Get Started with the Redpanda Connect Helm Chart

This guide explains how to deploy and configure Redpanda Connect on Kubernetes using the Helm chart. It covers the available deployment modes and walks you through building your own pipelines.

What is Redpanda Connect?

Redpanda Connect is a powerful stream processor that integrates data across various sources (inputs) and sinks (outputs), enabling seamless data flows between systems. It supports complex data processing tasks such as data enrichment, transformation, filtering, and routing, making it an ideal solution for data pipelines that require high performance and resilience.

Redpanda Connect includes Bloblang, a flexible mapping language for processing data with built-in functions for transformations, random data generation, and more. These functions allow for easy customization of data pipelines.

Common use cases for Redpanda Connect include:

  • Real-time data ingestion: Ingesting data from various sources into Redpanda or other data platforms.

  • Data transformation: Enriching and transforming data to match business requirements before forwarding it to a destination.

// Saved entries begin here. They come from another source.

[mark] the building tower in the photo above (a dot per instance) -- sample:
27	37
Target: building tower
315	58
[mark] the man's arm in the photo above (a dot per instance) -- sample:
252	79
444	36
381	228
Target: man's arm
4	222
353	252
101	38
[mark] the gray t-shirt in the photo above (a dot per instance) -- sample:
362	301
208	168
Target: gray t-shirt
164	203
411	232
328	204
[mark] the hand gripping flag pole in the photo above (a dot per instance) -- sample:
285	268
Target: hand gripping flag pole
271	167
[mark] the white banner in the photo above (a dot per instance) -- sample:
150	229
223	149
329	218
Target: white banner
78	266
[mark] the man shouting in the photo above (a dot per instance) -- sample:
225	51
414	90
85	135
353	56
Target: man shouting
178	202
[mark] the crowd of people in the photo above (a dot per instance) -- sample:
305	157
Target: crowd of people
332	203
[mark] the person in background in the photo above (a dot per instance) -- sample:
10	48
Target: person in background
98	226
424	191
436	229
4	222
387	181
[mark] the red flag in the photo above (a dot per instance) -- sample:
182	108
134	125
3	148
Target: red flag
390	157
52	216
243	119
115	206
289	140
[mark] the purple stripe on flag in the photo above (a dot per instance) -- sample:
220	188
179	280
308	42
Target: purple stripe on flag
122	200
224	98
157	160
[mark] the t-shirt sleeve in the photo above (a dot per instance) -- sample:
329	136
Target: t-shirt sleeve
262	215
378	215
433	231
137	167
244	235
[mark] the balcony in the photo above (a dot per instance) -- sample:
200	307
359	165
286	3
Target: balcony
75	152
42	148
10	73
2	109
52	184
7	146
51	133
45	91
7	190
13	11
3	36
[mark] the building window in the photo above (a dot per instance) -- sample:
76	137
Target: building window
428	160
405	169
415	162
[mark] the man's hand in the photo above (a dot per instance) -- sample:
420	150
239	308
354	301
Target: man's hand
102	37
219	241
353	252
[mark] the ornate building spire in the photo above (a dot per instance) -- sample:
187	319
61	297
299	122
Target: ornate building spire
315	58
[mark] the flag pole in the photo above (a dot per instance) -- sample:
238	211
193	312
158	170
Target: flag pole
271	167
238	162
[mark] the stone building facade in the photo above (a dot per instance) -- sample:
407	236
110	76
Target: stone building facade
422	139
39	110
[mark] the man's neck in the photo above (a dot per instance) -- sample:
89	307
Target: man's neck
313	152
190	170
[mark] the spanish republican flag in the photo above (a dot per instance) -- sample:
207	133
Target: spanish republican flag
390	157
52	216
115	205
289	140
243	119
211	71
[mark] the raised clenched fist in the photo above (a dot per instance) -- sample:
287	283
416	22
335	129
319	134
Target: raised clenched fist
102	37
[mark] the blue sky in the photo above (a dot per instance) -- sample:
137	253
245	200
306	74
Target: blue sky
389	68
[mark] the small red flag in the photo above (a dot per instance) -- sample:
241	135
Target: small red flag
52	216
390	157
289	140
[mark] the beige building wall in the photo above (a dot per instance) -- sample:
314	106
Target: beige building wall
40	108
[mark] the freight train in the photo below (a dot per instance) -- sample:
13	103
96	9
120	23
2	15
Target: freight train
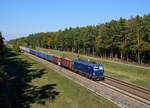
90	70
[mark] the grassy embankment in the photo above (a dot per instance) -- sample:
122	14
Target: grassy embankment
127	73
30	83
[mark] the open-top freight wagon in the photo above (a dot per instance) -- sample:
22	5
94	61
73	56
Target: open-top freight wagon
90	70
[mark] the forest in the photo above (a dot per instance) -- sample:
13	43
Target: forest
125	39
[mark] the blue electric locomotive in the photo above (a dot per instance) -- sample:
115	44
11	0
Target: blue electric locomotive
91	70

  • Data filtering and routing: Filtering data and routing it to the appropriate sinks based on predefined conditions.

Prerequisites

Install with Helm

To deploy Redpanda Connect on Kubernetes, use the official Helm chart.

helm repo add redpanda https://charts.redpanda.com (1)
helm repo update (2)
helm install redpanda-connect redpanda/connect --namespace <namespace> --create-namespace (3)
1 Adds the Redpanda Helm repository.
2 Updates your local Helm repository cache.
3 Installs Redpanda Connect in the given namespace. You can customize this deployment by configuring values in the Helm chart.

Deployment modes

Redpanda Connect can run in two different modes: standalone mode and streams mode.

  • Standalone mode: Allows you to run a single pipeline at a time, making it suitable for simpler configurations that don’t need to run concurrently.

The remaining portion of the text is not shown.